Four years ago, residents of the southeastern Guatemalan municipality of Mataquescuintla held a municipal referendum in which 98.42% of participants voted against the presence of resource extraction projects in their territories. This past Friday, the municipality re-affirmed its commitment to uphold that decision and continue to stand up against US-Canadian mining company Tahoe Resources as it operates its Escobal mine in the area. For more information about the resistance to Tahoe Resources, click here.
One of the event organizers and members of the Mataquescuintla Organized Civil Society, Francisco Enrique López, talked about the importance of the day. “Once again, the people of Mataquescuintla have shown that they are still on their feet, continuing to support the results of the free and democratic municipal consultation that said no to mining. Today, once more, we ratified the stance that we have taken, because we know that the threat continues to exist here in this territory, given that the company continues to be very interested in our lands. We are standing up for life through the defense of our territory and natural resources.”
Despite attempts by Tahoe Resources to prevent the referendum from taking place in 2012 and challenge the results, the Constitutional Court upheld its legitimacy in 2013. This strong opposition in the area has prevented Tahoe from connecting its Escobal mine to the power grid in Mataquescuintla, instead requiring them to rely on costly generators to carry out their mining operations. The company’s failure to disclose this widespread opposition to its shareholders has led to a complaint being filed with the U.S. Securities and Exchange Commission. Read the full complaint here.
After holding a mass, they gathered in the park in a forum to hear from event organizers, Mayor Hugo Loy, and others who have worked over the past four years to uphold the results of the referendum and keep it front and center in a municipal-wide and regional-wide movement to protect land from mining.
One of the awards presented during the forum was to the Guatemalan Center for Legal, Environmental and Social Action (CALAS). CALAS has played an integral role providing legal support to the communities in resistance to Tahoe Resources and many others opposing the imposition of mining projects across the country. Like many other environmental defenders in Guatemala and around the world, they continue to stand up against powerful actors despite the well-documented risks they face for the work they do. In fact, the day after the anniversary, 22-year-old Jeremy Abraham Barrios Lima, Assistant to the General Director of CALAS, was murdered. As an activist and former student leader, he worked for two years as Director Yuri Melini’s assistant before being shot and killed on November 12. National and international organizations are denouncing this attack against the organization and are calling for an immediate investigation. Read CALAS’ public statement on the killing and respond to Amnesty International’s call for urgent action.
Amnesty International recently released a report in which the international human rights organizations stated that the region of Central America has become one of the most dangerous to be an environmental defender. While the event in Mataquescuintla was centered around a celebration of their ongoing resistance, representatives from other struggles who have faced similar oppression and violence were present to show solidarity in the broader movement to protect land in Guatemala.
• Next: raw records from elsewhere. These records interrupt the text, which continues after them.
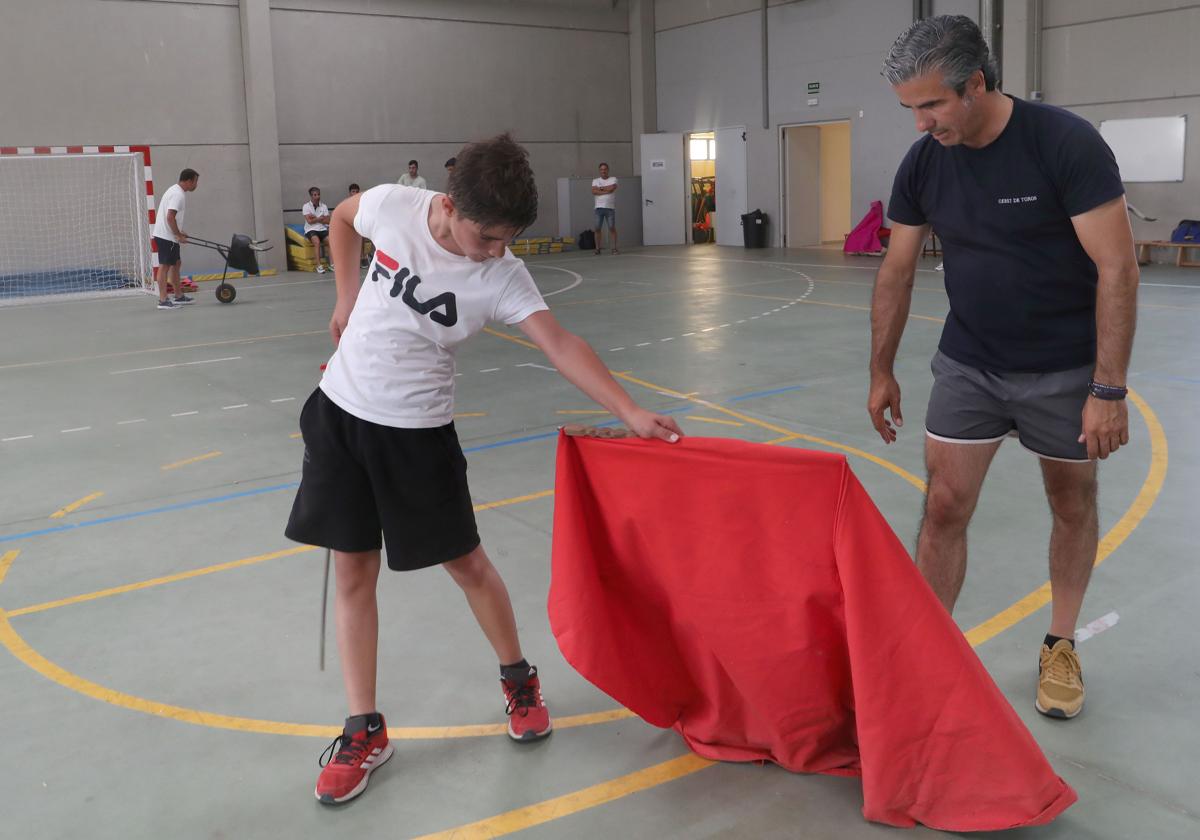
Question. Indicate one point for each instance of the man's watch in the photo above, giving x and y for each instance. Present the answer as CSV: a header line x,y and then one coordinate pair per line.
x,y
1102,391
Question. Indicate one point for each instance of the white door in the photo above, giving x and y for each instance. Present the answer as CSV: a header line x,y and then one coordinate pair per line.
x,y
731,185
664,190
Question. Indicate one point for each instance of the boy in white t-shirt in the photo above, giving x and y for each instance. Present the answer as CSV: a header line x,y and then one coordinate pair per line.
x,y
168,235
381,449
606,207
316,226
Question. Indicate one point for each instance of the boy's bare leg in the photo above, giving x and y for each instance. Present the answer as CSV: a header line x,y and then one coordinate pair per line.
x,y
357,615
489,599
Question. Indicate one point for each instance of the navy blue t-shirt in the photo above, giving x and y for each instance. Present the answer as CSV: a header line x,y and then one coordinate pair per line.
x,y
1021,287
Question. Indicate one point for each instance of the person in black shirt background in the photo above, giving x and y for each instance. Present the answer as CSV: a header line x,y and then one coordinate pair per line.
x,y
1042,283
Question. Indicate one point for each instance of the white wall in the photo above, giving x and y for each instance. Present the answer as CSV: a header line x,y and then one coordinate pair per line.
x,y
709,75
1105,59
360,87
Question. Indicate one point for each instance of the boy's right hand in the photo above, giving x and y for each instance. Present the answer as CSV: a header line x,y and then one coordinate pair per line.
x,y
649,425
339,322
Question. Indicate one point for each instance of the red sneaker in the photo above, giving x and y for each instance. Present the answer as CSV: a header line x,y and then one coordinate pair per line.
x,y
528,715
360,749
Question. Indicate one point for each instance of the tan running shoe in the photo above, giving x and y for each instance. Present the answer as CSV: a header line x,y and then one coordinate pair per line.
x,y
1060,682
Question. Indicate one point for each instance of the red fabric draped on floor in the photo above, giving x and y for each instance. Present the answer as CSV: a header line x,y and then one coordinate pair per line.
x,y
754,599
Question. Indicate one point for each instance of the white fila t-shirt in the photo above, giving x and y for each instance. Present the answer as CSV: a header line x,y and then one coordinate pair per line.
x,y
173,199
395,361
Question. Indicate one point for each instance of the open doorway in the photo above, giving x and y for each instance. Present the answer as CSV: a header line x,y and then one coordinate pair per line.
x,y
702,178
815,184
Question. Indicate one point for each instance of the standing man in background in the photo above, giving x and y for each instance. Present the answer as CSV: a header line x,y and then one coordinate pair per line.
x,y
411,179
168,234
316,226
1043,288
606,207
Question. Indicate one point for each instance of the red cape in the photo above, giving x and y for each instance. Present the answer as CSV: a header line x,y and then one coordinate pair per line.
x,y
755,600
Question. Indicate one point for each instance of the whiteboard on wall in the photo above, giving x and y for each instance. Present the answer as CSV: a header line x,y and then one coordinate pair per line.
x,y
1147,149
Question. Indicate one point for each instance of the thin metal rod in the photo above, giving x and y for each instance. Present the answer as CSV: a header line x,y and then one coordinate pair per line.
x,y
324,603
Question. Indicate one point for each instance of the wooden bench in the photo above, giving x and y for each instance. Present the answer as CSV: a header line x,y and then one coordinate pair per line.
x,y
1181,252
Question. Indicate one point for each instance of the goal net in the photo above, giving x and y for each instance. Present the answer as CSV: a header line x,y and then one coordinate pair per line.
x,y
72,225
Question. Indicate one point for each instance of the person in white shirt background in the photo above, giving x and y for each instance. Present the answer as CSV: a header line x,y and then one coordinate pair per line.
x,y
168,234
316,226
411,179
604,189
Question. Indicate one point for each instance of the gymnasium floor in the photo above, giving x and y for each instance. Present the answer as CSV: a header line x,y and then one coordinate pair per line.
x,y
160,669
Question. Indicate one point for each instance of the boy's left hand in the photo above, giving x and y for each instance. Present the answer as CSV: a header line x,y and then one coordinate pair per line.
x,y
648,425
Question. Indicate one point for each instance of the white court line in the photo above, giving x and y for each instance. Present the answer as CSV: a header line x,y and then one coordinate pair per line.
x,y
579,279
1097,627
183,364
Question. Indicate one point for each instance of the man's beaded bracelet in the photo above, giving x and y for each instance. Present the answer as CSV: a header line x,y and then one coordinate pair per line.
x,y
1102,391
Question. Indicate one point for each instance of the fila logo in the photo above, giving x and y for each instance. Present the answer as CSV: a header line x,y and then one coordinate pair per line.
x,y
405,285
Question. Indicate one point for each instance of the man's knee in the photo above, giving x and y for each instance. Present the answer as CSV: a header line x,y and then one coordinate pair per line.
x,y
946,507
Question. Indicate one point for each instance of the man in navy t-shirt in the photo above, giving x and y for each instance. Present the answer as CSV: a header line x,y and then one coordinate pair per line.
x,y
1042,283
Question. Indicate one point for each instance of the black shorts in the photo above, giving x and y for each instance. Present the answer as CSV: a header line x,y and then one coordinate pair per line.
x,y
360,479
167,250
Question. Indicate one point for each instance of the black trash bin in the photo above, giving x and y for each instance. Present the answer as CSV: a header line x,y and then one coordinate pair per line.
x,y
754,229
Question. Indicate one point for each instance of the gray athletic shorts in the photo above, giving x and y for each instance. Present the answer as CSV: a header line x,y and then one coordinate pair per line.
x,y
1044,411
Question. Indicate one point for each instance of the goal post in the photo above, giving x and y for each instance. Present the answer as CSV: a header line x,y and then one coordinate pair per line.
x,y
75,221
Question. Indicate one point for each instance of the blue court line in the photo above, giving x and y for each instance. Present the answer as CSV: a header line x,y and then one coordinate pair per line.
x,y
766,394
273,489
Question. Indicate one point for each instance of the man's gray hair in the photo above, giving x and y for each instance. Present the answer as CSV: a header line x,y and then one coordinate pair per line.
x,y
951,43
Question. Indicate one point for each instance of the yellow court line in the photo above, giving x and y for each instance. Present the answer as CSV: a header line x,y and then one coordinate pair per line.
x,y
1117,534
75,505
723,423
577,801
159,581
515,499
161,349
6,561
214,454
779,430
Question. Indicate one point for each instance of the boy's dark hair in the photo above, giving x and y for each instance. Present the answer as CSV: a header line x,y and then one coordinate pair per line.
x,y
492,184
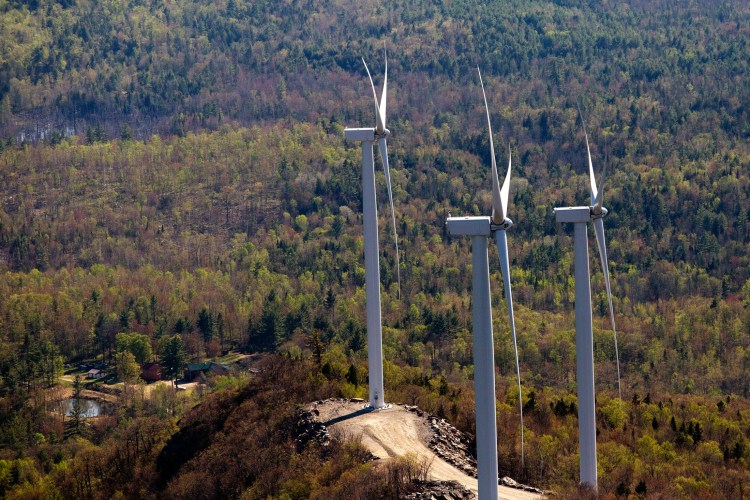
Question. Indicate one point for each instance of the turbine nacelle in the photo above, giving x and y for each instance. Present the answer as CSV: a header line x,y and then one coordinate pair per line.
x,y
598,212
506,224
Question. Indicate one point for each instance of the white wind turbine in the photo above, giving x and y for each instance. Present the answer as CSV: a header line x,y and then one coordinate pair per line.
x,y
479,228
580,217
368,136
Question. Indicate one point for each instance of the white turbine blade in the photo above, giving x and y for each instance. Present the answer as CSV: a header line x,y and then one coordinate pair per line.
x,y
601,243
598,199
592,180
384,95
384,158
505,191
498,209
380,127
502,248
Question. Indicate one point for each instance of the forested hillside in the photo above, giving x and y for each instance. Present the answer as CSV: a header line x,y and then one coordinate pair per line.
x,y
178,170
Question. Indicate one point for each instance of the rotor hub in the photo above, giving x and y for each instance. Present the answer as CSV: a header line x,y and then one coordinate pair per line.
x,y
506,224
598,212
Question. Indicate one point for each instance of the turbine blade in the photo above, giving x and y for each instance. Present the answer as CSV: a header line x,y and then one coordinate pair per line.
x,y
600,192
502,248
384,95
384,158
498,209
379,119
592,180
601,243
505,191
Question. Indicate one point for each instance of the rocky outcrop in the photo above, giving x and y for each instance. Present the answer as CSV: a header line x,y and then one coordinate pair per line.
x,y
439,490
453,446
307,429
449,443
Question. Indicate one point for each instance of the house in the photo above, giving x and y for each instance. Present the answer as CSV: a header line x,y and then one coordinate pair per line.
x,y
195,370
151,372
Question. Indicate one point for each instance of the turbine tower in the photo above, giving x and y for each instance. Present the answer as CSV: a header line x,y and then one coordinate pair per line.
x,y
580,217
368,136
480,228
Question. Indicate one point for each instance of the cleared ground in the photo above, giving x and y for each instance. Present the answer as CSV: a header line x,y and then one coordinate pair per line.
x,y
393,432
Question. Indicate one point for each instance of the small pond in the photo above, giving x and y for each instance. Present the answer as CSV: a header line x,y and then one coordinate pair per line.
x,y
89,408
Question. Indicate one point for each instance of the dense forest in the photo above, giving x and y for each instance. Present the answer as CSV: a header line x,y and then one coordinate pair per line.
x,y
175,187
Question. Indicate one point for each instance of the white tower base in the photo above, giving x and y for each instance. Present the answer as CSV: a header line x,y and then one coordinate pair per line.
x,y
484,351
580,217
372,265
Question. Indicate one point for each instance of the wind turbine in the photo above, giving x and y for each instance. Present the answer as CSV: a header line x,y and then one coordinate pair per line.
x,y
368,136
580,217
480,228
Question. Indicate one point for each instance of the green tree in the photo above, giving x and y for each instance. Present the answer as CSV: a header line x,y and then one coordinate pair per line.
x,y
136,344
128,369
173,357
77,411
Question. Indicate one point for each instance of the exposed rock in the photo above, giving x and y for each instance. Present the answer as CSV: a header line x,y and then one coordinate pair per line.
x,y
439,490
307,428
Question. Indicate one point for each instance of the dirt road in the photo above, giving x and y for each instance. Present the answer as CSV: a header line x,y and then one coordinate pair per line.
x,y
393,432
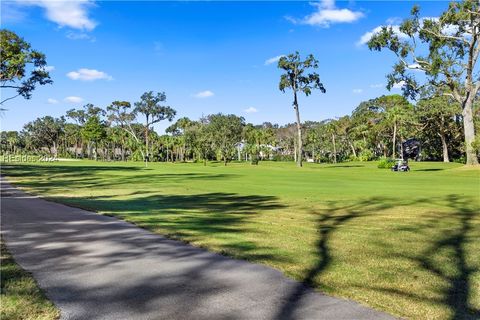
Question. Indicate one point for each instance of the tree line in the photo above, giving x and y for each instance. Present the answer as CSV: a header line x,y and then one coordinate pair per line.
x,y
444,117
123,131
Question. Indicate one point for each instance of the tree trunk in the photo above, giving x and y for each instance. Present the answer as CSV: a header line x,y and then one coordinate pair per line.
x,y
444,147
394,140
469,131
146,143
353,149
299,131
334,149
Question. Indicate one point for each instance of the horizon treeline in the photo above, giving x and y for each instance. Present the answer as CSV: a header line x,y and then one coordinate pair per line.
x,y
121,132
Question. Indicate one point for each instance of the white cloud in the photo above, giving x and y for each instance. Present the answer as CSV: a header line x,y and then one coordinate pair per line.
x,y
73,99
327,13
250,110
88,75
65,13
204,94
47,68
398,85
273,60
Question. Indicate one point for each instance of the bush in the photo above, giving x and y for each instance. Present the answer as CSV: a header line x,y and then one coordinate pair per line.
x,y
386,163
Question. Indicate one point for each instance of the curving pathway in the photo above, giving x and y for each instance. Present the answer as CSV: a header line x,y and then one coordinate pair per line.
x,y
97,267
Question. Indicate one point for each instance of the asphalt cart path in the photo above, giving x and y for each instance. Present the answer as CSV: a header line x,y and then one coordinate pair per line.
x,y
97,267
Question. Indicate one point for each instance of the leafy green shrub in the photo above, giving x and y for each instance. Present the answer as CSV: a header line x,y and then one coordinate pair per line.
x,y
386,163
365,155
254,159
Several members from La Puya were present, including Milton Carrera, to express solidarity with those who are also protecting their lands and water supply from transnational mining. “We are here from La Puya, San Jose del Golfo, as a show of solidarity in the struggles against mining in Guatemala. The repercussions of what is felt in certain parts of Guatemala is felt everywhere. I am against mining because of the simple fact that our territory, water is very scarce. We barely have an hour of water every two or three days. There are some communities that get water once a week. This [reality] forced me to become part of this struggle. In our communities, same as here in San Rafael las Flores, the mine is very close to or right in the middle of communities. Sometimes we have had to take a step back for reasons of security, but our struggle will continue until Guatemala returns to the land of eternal spring.”
NISGUA has provided international accompaniment and advocacy support to communities resisting Tahoe Resources’ Escobal mine for the last 5 years.